The figures buck the trend seen in maritime and air freight transport which all but ceased due to the limitations caused by the coronavirus pandemic and are now struggling to catch up. Many maritime routes from China have been diverted around the Cape of Good Hope rather than through the Suez Canal, increasing the attractiveness of faster rail freight services.
The trend is apparent in figures released by port of Dusiburg, Europe’s largest inland port. While the facility usually handles 35-40 trains per week to China, and this figure declined in February, it had increased to 50 trains in April. The port says some trains are serving new destinations as China sought to kickstart economic output and take advantage of the faster transit times offered by rail.
Speaking to IRJ, PKP Cargo CEO Mr Czeslaw Warsewicz says congestion has been reported at the Polish border as trans-European freight trains wait to enter Europe. He says that this boost in traffic has helped to offset some of the losses caused by a 50% decline in activities at Poland’s three seaports which the operator serves.
Warsewicz adds that unlike passenger transport, which has been prevented from crossing borders, rail freight continues to flow with some measures helping speed up this process and keep goods moving.
Speaking to Loadstar, Mr Zafer Engin, head of value services at DHL Global Forwarding in China, says there has been particular demand from Chinese enterprises for European-built components as they restarted production, increasing demand for eastbound services.

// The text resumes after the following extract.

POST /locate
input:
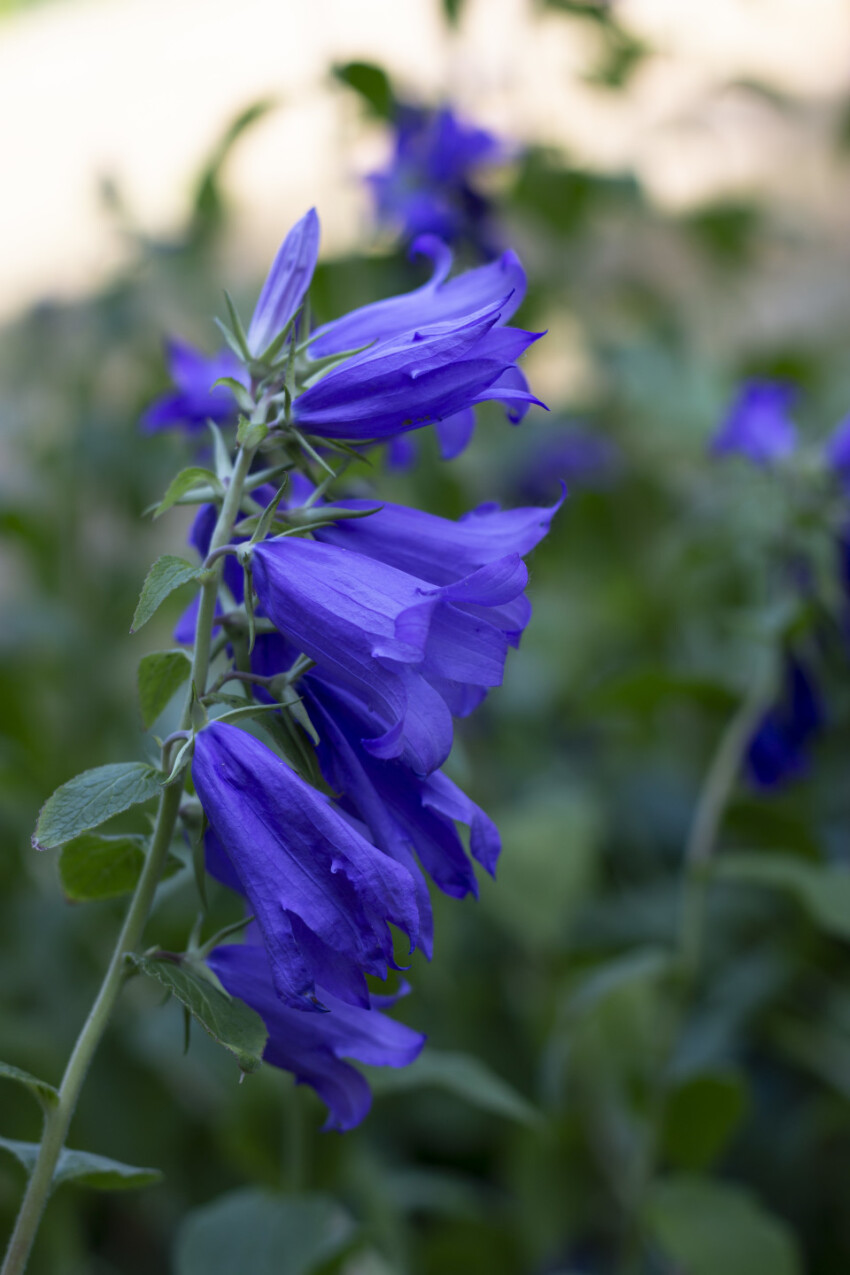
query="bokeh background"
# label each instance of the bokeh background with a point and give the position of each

Equally rail is proving a key link to send PPE equipment from China, with the country using the services to initiate a “Health Silk Road” to bolster diplomacy efforts.
For example, a train hauling 50 TEU packed with materials and goods to fight the virus left Wuhan on May 9 on an 18-day journey to Belgrade, Serbia. Engin also highlighted a service containing medical supplies from Yiwu to Madrid. Shared digital documentation for the service helped to reduce inspection times from 12 to six hours at Alataw Pass on the China-Kazakhstan border.
Dusiburg accounts for 30% of all rail-based trade between China and Europe including 80% from Chongqing. The port says its operations continue to run at 100% despite the restrictions imposed by social distancing.
“We are definitely noticing the catch-up effects resulting from the pandemic in the China business,” says Dusiport chief executive, Mr Erich Staake. “But at the same time we’ve continued to work intensively on our network and in April we extended our train services to include further Chinese destinations. Our strategic cooperation with all of the relevant logistics hubs in China make rail transportation even more attractive for our customers.”